Jimmy Torrance

Personal information
- Date of birth: 28 July 1889
- Place of birth: Coatbridge, Scotland
- Date of death: 2 July 1949 (aged 59)
- Height: 5 ft 9+1⁄2 in (1.77 m)
- Position: Forward

Senior career*
- Years: Team / Apps / (Gls)
- Ashfield
- 1910–1926: Fulham / 335 / (35)
- 1926–1927: Walsall / 40
- Total:  / 375 / (35)

Managerial career
- 1927–1928: Walsall

= Jimmy Torrance =

Scottish footballer and manager

James Torrance (28 July 1889 – 2 July 1949) was a Scottish footballer and football manager. He played as a utility forward for Fulham for sixteen years, and also spent two seasons at Walsall, including one season as manager.

==Career==
Joining Fulham from Ashfield in 1910, he spent 16 years at the club, making a total of 355 league appearances, scoring 35 goals. A utility forward, he played in four different attacking positions for the "Cottagers". For almost the entirety of his time at Craven Cottage, the club were in the Second Division and led by Phil Kelso. Andy Ducat was in charge from 1924 to 1926.

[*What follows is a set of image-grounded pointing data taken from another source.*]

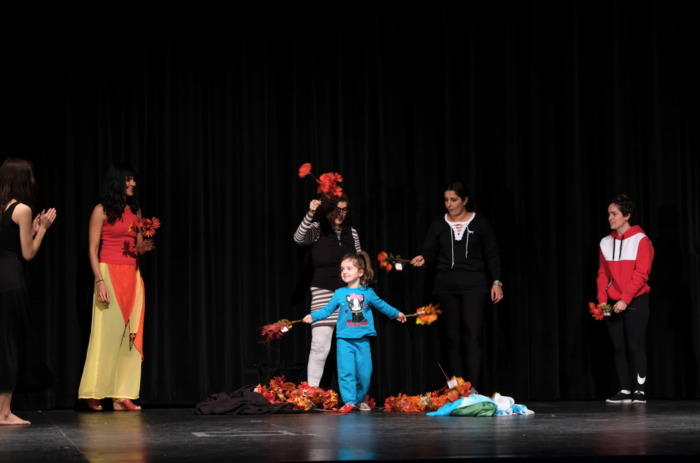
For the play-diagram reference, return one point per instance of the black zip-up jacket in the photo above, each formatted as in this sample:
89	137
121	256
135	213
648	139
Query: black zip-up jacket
463	265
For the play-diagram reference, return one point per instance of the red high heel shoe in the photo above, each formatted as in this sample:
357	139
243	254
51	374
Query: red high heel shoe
94	405
124	405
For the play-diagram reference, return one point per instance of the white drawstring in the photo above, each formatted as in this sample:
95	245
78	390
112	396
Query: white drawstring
466	253
453	248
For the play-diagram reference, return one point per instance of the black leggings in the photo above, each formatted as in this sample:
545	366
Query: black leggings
632	325
461	328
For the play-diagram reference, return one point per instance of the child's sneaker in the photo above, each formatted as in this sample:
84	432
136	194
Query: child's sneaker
347	408
620	398
365	408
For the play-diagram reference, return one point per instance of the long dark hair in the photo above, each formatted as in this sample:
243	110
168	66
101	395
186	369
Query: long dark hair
16	183
460	190
114	191
328	206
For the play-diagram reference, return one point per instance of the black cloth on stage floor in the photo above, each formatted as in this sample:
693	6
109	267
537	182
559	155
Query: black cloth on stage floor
244	401
22	367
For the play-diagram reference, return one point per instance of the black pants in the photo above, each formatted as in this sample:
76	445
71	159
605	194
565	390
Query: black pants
630	326
461	328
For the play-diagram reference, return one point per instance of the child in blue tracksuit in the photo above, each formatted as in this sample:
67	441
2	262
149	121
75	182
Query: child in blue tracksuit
354	327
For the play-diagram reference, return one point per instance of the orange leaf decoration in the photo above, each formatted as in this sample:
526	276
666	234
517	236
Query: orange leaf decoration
304	170
328	185
438	402
331	400
370	401
149	226
596	311
413	404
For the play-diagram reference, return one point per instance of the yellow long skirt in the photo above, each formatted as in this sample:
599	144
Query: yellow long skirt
113	363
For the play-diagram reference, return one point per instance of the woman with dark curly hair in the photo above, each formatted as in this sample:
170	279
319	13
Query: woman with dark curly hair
331	237
625	256
113	363
465	249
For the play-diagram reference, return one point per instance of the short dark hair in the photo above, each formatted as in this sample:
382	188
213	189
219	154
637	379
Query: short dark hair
460	190
625	204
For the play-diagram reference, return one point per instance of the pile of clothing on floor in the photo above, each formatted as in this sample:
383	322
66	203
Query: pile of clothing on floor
479	405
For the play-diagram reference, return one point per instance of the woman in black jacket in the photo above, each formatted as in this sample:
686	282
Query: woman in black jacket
465	249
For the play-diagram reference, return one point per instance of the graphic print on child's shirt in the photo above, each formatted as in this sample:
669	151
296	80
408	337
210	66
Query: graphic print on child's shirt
356	304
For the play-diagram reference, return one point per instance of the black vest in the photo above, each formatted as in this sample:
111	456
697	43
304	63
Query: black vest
327	254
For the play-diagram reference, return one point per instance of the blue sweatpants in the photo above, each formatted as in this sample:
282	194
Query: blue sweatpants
354	369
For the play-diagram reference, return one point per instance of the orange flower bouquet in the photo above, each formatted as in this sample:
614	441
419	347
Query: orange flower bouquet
600	311
276	330
426	315
327	184
146	226
387	261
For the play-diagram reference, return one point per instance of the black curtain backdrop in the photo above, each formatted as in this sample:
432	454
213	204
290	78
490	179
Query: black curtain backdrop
545	109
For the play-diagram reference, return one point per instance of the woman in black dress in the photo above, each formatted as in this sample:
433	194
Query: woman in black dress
326	228
22	367
465	249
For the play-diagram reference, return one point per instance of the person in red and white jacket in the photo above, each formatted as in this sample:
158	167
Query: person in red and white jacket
625	264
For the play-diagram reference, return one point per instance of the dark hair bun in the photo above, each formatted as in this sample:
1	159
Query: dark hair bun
624	203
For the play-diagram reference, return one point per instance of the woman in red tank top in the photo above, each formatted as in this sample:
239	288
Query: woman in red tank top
113	363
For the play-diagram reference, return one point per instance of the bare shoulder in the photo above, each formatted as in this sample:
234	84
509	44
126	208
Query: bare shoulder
98	213
21	212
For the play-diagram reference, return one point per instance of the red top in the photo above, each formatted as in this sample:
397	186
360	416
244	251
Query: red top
117	243
625	264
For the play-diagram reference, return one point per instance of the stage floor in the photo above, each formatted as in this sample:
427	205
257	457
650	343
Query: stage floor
558	430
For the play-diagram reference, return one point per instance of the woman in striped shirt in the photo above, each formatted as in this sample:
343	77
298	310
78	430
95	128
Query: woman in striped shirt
331	237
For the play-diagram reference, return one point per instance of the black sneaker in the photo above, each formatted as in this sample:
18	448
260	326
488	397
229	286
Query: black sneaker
620	398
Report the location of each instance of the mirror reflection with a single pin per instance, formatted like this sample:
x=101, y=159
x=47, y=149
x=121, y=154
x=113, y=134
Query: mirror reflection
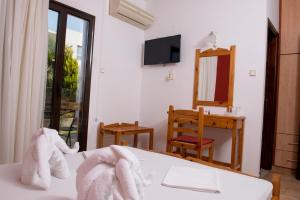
x=214, y=74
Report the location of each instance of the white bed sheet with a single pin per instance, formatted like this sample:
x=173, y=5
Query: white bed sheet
x=233, y=186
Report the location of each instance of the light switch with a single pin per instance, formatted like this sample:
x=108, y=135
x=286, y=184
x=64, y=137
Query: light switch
x=252, y=72
x=101, y=70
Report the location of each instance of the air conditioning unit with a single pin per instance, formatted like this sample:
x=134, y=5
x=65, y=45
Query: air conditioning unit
x=130, y=13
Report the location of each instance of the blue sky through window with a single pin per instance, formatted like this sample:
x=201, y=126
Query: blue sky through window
x=73, y=23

He moved to Walsall in July 1926, and replaced David Ashworth as manager for the 1927–28 campaign. He masterminded a 7–0 win over Coventry City in the Third Division South, and signed David Fairhurst and Moses Lane. Torrance played forty league and cup games for "Saddlers", but the club only avoided applying for re-election by two points, and he left Fellows Park at the end of the season.

== Personal life ==
Torrance worked as a ships' boilermaker in Scotland during the First World War. He later worked for a telephone company and died of cancer in July 1949.